[Illustration: OUT OF THE MIDDLE OF THESE SPECTATORS JUMPED THE MILD, DELICATE HAMILTON.]
But one of the mates, who had followed his captain down on to the lighter to bear a hand, took a quick method of stopping the scuffle. He picked up a cargo-sling, slipped it round Cranze’s waist, hooked on the winch chain, and passed the word to the deck above. Somebody alive to the jest turned on steam, and of a sudden Cranze was plucked aloft, and hung there under the derrick-sheave, struggling impotently, like some insane jumping-jack.
Amid the yells of laughter which followed, Hamilton laughed also, but rather hysterically. Kettle put a hand kindly on his wet shoulder. “Come on board again,” he said. “If you lie down in your room for an hour or so, you’ll be all right again then. You’re a bit over-done. I shouldn’t like you to make a fool of yourself.”
“Make a fool of myself,” was the bitter reply. “I’ve made a bigger fool of myself in the last three minutes than any other man could manage in a lifetime.”
“I’ll get you the Royal Humane Society’s medal for that bit of a job, anyway.”
“Give me a nice rope to hang myself with,” said Hamilton ungraciously, “that would be more to the point. Here, for the Lord’s sake let me be, or I shall go mad.” He brushed aside all help, clambered up the steamer’s high black side again, and went down to his room.
“That’s the worst of these poetic natures,” Kettle mused as he, too, got out of the lighter; “they’re so highly strung.”
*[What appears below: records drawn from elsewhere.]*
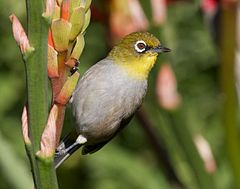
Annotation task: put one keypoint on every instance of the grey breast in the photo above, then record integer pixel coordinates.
(104, 96)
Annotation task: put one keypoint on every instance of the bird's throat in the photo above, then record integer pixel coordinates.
(139, 68)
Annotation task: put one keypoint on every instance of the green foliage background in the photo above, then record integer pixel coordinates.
(129, 160)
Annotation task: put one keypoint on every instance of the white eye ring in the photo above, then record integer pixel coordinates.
(140, 46)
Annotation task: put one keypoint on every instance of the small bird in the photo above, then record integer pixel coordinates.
(109, 93)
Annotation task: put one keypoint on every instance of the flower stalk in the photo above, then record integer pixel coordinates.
(50, 50)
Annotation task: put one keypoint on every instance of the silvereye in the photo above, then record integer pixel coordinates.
(109, 93)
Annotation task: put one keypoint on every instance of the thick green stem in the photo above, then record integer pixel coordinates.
(37, 82)
(227, 74)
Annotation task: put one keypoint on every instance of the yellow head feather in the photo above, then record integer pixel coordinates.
(136, 53)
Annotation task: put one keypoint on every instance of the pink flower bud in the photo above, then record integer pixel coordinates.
(50, 7)
(166, 88)
(48, 140)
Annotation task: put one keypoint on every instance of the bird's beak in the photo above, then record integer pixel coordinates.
(160, 49)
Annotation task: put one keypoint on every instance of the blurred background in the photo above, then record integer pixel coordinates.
(185, 136)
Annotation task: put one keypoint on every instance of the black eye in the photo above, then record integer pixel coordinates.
(140, 46)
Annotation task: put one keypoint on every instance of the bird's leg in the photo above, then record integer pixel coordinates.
(61, 150)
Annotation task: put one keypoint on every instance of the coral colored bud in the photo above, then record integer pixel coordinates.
(52, 62)
(61, 31)
(20, 35)
(50, 6)
(77, 21)
(86, 20)
(65, 13)
(67, 90)
(205, 152)
(159, 11)
(48, 140)
(56, 14)
(50, 39)
(166, 88)
(25, 126)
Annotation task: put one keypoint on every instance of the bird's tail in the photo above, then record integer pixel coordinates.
(67, 147)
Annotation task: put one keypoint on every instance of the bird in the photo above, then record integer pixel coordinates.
(109, 93)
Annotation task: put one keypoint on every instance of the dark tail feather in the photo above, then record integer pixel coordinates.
(66, 148)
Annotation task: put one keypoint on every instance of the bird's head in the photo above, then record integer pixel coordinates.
(137, 53)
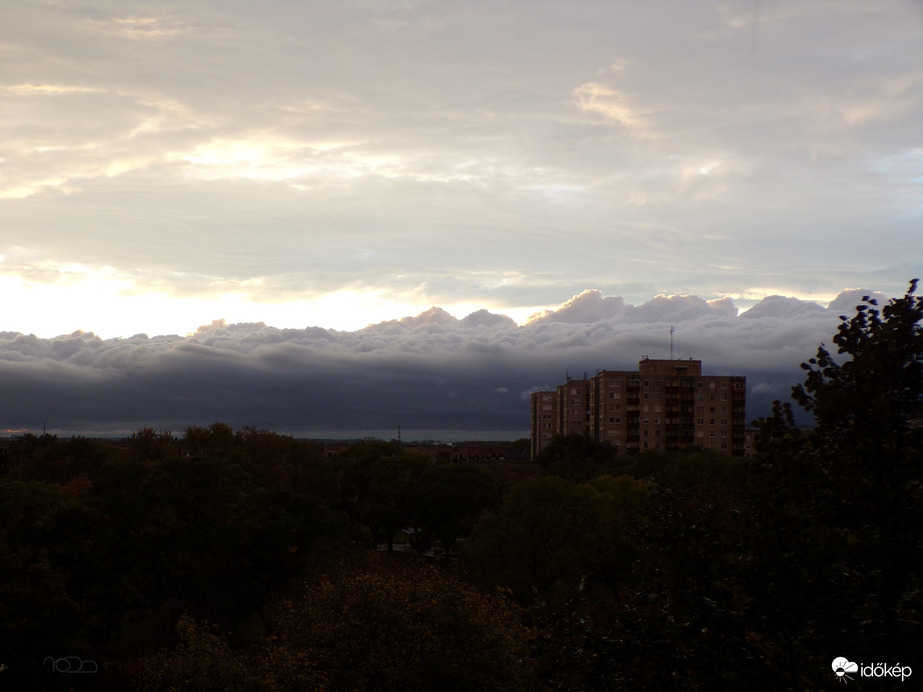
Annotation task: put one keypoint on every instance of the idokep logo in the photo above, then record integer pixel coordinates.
(842, 667)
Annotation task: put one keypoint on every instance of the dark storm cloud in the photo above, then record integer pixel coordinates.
(428, 373)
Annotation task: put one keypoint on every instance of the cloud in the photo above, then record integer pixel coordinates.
(431, 373)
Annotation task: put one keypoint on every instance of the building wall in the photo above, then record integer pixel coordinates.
(665, 404)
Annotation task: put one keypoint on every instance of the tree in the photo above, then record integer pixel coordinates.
(858, 495)
(398, 625)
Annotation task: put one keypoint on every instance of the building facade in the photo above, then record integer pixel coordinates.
(663, 405)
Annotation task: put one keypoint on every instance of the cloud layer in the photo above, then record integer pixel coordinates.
(205, 159)
(432, 375)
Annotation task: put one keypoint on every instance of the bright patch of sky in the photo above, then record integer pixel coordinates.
(168, 164)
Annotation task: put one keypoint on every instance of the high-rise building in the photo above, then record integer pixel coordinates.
(665, 404)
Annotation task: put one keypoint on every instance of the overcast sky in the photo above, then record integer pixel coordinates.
(164, 165)
(336, 164)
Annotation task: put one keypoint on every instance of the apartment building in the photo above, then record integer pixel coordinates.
(664, 404)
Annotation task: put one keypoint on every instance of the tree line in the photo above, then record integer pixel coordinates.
(223, 559)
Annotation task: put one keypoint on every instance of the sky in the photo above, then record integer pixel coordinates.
(312, 173)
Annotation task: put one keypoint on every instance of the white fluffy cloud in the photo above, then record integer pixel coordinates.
(432, 374)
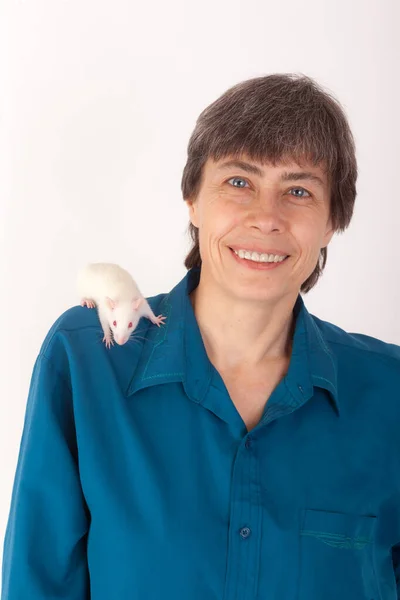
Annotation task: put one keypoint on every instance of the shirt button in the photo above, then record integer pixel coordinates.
(245, 532)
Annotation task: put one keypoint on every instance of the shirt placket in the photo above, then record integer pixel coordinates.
(245, 525)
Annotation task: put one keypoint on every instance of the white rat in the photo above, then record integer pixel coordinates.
(119, 301)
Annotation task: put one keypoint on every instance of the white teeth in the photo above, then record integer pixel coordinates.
(255, 256)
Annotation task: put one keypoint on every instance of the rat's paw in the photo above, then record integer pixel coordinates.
(108, 340)
(159, 320)
(88, 302)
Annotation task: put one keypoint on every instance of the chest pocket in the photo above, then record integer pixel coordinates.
(337, 556)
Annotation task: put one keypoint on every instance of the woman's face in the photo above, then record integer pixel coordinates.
(261, 207)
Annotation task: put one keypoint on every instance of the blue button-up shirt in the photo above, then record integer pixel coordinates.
(138, 480)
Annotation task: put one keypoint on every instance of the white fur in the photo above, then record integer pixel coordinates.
(100, 281)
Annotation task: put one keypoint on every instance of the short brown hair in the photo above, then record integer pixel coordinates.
(273, 118)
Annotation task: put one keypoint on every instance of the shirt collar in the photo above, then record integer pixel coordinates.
(175, 351)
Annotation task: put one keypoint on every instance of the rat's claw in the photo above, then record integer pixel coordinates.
(87, 302)
(108, 340)
(159, 320)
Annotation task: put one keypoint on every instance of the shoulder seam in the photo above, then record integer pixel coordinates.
(54, 368)
(382, 354)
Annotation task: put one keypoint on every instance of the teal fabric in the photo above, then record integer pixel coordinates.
(138, 480)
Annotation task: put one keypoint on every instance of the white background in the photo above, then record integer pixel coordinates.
(98, 100)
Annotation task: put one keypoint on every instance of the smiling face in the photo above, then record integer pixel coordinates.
(282, 209)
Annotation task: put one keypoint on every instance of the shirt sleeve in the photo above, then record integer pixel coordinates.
(44, 551)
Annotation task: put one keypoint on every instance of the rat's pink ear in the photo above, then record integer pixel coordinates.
(111, 303)
(136, 302)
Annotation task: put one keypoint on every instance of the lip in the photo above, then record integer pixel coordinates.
(251, 264)
(259, 250)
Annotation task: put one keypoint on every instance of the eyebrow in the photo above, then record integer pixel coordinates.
(255, 170)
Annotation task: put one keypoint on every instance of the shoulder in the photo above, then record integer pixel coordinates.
(73, 343)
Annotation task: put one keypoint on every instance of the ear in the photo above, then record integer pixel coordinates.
(328, 234)
(136, 302)
(193, 216)
(111, 303)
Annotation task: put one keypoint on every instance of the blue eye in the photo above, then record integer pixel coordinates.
(301, 190)
(238, 178)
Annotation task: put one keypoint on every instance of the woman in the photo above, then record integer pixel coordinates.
(246, 449)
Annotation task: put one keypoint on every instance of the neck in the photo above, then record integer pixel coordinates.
(242, 335)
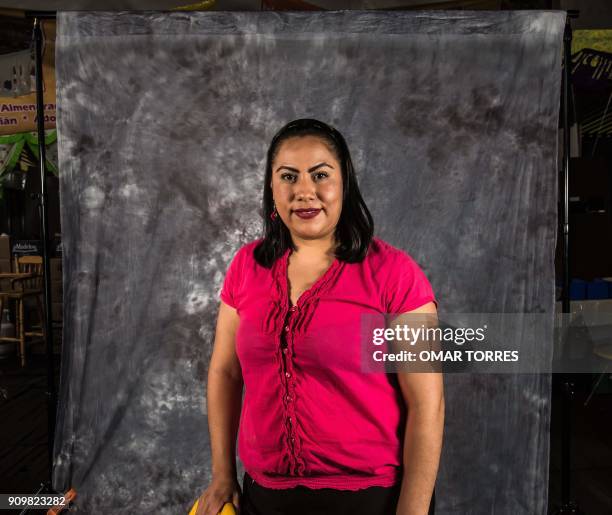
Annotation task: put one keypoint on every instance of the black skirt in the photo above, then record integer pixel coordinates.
(300, 500)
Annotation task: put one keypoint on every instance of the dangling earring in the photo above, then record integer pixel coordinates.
(274, 213)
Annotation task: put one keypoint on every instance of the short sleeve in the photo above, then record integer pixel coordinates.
(407, 287)
(232, 281)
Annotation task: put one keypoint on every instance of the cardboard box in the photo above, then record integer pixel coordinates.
(27, 248)
(57, 311)
(5, 246)
(5, 266)
(56, 291)
(55, 267)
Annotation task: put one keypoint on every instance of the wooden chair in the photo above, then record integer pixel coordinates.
(25, 283)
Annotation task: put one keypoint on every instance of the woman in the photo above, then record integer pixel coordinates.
(318, 435)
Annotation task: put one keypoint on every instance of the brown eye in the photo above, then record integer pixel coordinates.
(288, 177)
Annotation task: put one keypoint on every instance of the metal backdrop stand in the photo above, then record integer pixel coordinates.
(568, 506)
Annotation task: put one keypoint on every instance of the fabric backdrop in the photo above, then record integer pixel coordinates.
(164, 120)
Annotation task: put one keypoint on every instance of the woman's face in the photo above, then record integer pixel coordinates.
(307, 187)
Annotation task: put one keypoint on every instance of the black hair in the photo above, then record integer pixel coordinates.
(355, 227)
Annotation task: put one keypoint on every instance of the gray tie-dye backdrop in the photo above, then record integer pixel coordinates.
(164, 120)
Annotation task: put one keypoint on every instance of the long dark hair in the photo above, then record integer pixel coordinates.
(355, 227)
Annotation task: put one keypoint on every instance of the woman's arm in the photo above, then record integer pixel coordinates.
(224, 400)
(224, 393)
(424, 396)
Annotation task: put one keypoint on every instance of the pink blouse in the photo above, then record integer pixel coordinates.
(310, 416)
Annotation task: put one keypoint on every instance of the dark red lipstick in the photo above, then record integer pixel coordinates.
(307, 212)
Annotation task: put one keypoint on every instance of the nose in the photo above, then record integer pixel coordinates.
(304, 188)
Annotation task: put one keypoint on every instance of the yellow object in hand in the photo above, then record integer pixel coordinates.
(228, 509)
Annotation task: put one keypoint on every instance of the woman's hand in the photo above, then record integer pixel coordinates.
(220, 490)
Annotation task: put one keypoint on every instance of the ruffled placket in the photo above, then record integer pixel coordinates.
(286, 323)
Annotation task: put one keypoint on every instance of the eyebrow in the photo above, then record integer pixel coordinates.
(309, 170)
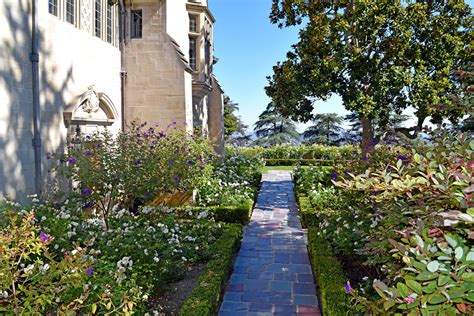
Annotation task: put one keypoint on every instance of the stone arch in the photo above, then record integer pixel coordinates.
(89, 112)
Cranze, on being lowered down to deck again, and finding his tormentors too many to be retaliated upon, went below and changed, and then came up again and found solace in more king’s pegs. He was not specially thankful to Hamilton for saving his life; said, in fact, that it was his plain duty to render such trifling assistance; and further stated that if Hamilton found his way over the side, he, Cranze, would not stir a finger to pull him back again.
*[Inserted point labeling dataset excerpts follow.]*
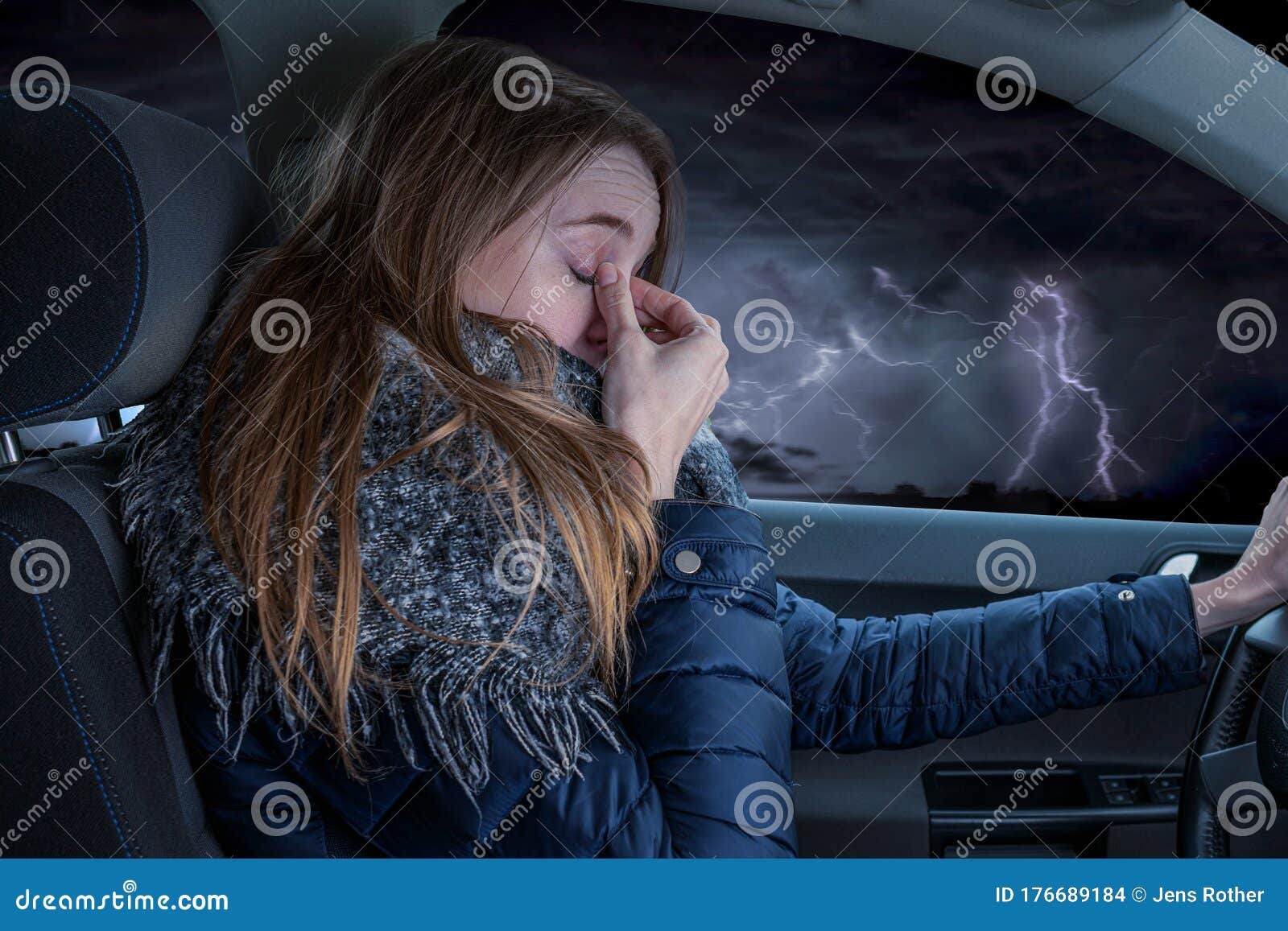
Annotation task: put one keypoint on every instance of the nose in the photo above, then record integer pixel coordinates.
(597, 334)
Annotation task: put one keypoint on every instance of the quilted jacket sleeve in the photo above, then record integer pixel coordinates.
(890, 682)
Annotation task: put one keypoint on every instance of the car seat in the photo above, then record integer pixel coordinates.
(122, 227)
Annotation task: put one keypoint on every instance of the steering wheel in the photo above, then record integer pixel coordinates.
(1232, 785)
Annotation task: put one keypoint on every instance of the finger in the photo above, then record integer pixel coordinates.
(647, 319)
(674, 312)
(613, 296)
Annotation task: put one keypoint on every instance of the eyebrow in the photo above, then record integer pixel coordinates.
(615, 223)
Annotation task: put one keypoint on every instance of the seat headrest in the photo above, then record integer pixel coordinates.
(120, 225)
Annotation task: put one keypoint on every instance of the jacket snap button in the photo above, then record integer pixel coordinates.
(688, 562)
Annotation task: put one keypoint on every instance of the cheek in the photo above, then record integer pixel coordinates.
(560, 306)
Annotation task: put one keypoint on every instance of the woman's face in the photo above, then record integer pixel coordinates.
(544, 272)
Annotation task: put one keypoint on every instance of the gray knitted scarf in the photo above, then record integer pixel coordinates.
(437, 551)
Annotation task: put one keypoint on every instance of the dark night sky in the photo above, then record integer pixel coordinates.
(889, 246)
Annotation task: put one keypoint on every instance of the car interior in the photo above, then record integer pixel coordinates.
(126, 223)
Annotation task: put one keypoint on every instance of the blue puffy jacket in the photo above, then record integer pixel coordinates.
(727, 682)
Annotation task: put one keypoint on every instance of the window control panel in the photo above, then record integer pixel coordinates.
(1141, 789)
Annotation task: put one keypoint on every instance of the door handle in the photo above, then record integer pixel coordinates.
(1179, 564)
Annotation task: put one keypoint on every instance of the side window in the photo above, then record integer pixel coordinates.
(939, 298)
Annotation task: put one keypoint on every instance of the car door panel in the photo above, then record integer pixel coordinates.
(869, 560)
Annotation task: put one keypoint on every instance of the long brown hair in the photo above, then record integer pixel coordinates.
(446, 146)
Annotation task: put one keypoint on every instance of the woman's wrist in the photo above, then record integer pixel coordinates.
(1232, 599)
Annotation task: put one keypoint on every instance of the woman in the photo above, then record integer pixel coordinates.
(452, 564)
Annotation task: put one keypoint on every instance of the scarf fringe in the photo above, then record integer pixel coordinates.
(454, 690)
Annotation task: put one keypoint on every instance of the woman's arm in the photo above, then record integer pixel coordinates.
(888, 682)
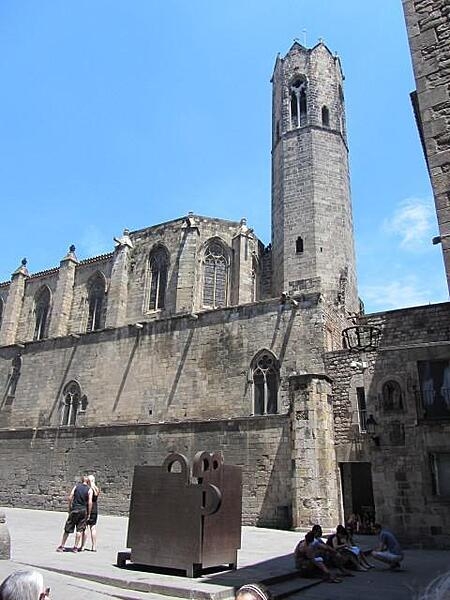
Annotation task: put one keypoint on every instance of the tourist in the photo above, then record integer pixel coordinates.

He was very much annoyed at what he termed Hamilton’s “unwarrantable attack,” and still further annoyed at his journey up to the derrick’s sheave in the cargo-sling, which he also laid to Hamilton’s door. When any of the ship’s company had a minute or so to spare, they came and gave Cranze good advice and spoke to him of his own unlovableness, and Cranze hurled brimstone back at them unceasingly, for king’s peg in quantity always helped his vocabulary of swear-words.
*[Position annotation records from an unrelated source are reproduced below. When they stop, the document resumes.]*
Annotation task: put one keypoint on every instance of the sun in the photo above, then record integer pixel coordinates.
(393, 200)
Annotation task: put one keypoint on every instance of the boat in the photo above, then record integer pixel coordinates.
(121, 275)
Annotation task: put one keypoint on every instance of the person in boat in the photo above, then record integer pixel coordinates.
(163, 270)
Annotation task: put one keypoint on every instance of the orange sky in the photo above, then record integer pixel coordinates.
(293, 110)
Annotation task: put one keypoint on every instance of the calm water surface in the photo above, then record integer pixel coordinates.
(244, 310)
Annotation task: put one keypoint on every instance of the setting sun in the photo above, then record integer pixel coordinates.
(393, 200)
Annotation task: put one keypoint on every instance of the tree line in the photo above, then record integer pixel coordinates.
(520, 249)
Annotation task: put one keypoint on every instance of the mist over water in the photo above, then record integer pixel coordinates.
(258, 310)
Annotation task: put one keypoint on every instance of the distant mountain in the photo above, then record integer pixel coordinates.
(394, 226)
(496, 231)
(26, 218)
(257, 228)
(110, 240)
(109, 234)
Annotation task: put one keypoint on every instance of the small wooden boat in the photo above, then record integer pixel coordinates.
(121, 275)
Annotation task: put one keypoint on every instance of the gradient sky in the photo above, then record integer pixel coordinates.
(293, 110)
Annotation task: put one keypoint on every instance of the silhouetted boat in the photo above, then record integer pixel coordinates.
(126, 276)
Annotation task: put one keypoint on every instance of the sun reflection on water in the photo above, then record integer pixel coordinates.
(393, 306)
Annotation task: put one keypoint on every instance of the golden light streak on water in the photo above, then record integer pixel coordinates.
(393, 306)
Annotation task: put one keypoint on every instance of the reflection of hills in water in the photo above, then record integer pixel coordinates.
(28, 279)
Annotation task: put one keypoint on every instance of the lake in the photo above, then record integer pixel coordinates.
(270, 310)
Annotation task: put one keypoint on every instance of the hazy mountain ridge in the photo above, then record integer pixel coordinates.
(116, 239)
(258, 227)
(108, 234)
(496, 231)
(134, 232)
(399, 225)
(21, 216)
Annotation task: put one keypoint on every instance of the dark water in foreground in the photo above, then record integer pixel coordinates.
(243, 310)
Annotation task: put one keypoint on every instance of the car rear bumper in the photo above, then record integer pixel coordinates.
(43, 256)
Meanwhile the Flamingo steamed up and dropped cargo wherever it was consigned, and she abased herself to gather fresh cargo wherever any cargo offered. It was Captain Kettle who did the abasing, and he did not like the job at all; but he remembered that Birds paid him specifically for this among other things; and also that if he did not secure the cargo, some one else would steam along, and eat dirt, and snap it up; and so he pocketed his pride (and his commission) and did his duty. He called to mind that he was not the only man in the world who earned a living out of uncongenial employment. The creed of the South Shields chapel made a point of this: it preached that to every man, according to his strength, is the cross dealt out which he has to bear. And Captain Owen Kettle could not help being conscious of his own vast lustiness.